Reproachfully she told Sukie, "That would have really hurt if I weren't wearing woolies under my tights."

A welt
would arise there, though, and Sukie apologetically pleaded, "Come on, let's just play real tennis." But both opponents were sore now. A grinding pain seized Sukie's joints as she stretched to volley an easy shot coming over the center of the net; pulled up short, she helplessly watched the blurred ball bounce on the center stripe. But she heard Jenny's feet drum behind her and saw the ball, miraculously returned, drop between Jane and Alexandra, who had thought they had the point won. This brought the game back to deuce, and Sukie, still staggered by that sudden ache injected into her joints but determined to protect her partner from all this
malefica,
said the blasphemous backwards words
Retson Retap
three times rapidly to herself and created an air pocket, a fault in the crystal of space, above their opponents' forecourt, so that Jane double-faulted twice, the ball diving in mid-trajectory as from a table edge.
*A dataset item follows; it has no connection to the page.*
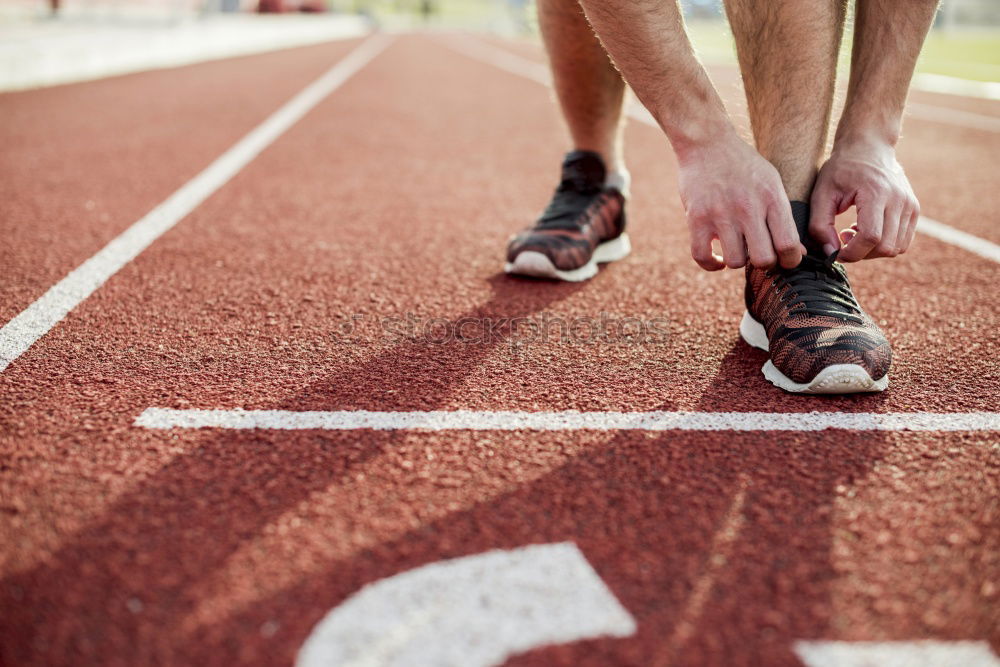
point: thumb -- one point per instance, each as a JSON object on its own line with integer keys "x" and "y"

That made the game score five to one and brought the serve to Jenny. When she tossed the ball up, it became an egg and spattered all over her upturned face, through the gut strings. Sukie threw down her racket in disgust and it became a snake, that then had nowhere to slither to, the great bubble being sealed all along the edge; frantically the creature, damned at the dawn of creation, whipped its S's and zetas of motion back and forth across the blood-colored AsPhlex that framed the green court, its diagrammed baselines and boundaries. "All right," Sukie announced. "That does it. The game's over." little Jenny with an inadequate feminine handkerchief was trying to wipe away from around her eyes the webby watery albumen and the yolk with its fleck of blood. The egg had been fertilized. Sukie took the hanky from her and dabbed. "I'm sorry, so sorry," she said. "They just can't stand to lose, they are terrible women."

"At least," Alexandra called across the net apologetically, "it wasn't a
rotten
egg."

"It's all right," Jennifer said, a little breathless but her voice still level. "I knew you all have these powers. Brenda Parsley told me."

"That idiotic blabbermouth," Jane Smart said. The other two witches had come around the net to help wipe Jennifer's face. "We don't have any powers she doesn't, now that she's been left."

"Is that what does it, being left?" Jenny asked.

"Or doing the leaving," Alexandra said. "The strange thing is it doesn't make any difference. You'd think it would. Anyway, I'm sorry about the egg. But my thigh's going to be black and blue tomorrow because Sukie wouldn't let me move; it wasn't really playing the game."

Sukie said, "It was as much playing the game as what you were doing to me."

"You mis
hit those shots plain and simple," Jane Smart called over; she had gone to the edge of the court to look for something.

"I thought too," said Jennifer softly, courting the others, "your head came up, at least on the backhand."

"You weren't watching."

"I
was. And you have a tendency to straighten your knees at impact."

"I
don't.
You're supposed to be my
partner.
You're supposed to encourage me."

"You were wonderful," the girl said obediently.

Jane returned holding in her cupped palm a little heap of black sand she had scraped up with her fingernails at the side of the court. "Close your eyes," she ordered Jennifer, and threw the sand directly into her face. Magically, the glutinous remains of egg evaporated, leaving, however, the grit, which gave the smooth upturned features a startled barbaric look, as if wearing a speckled mask.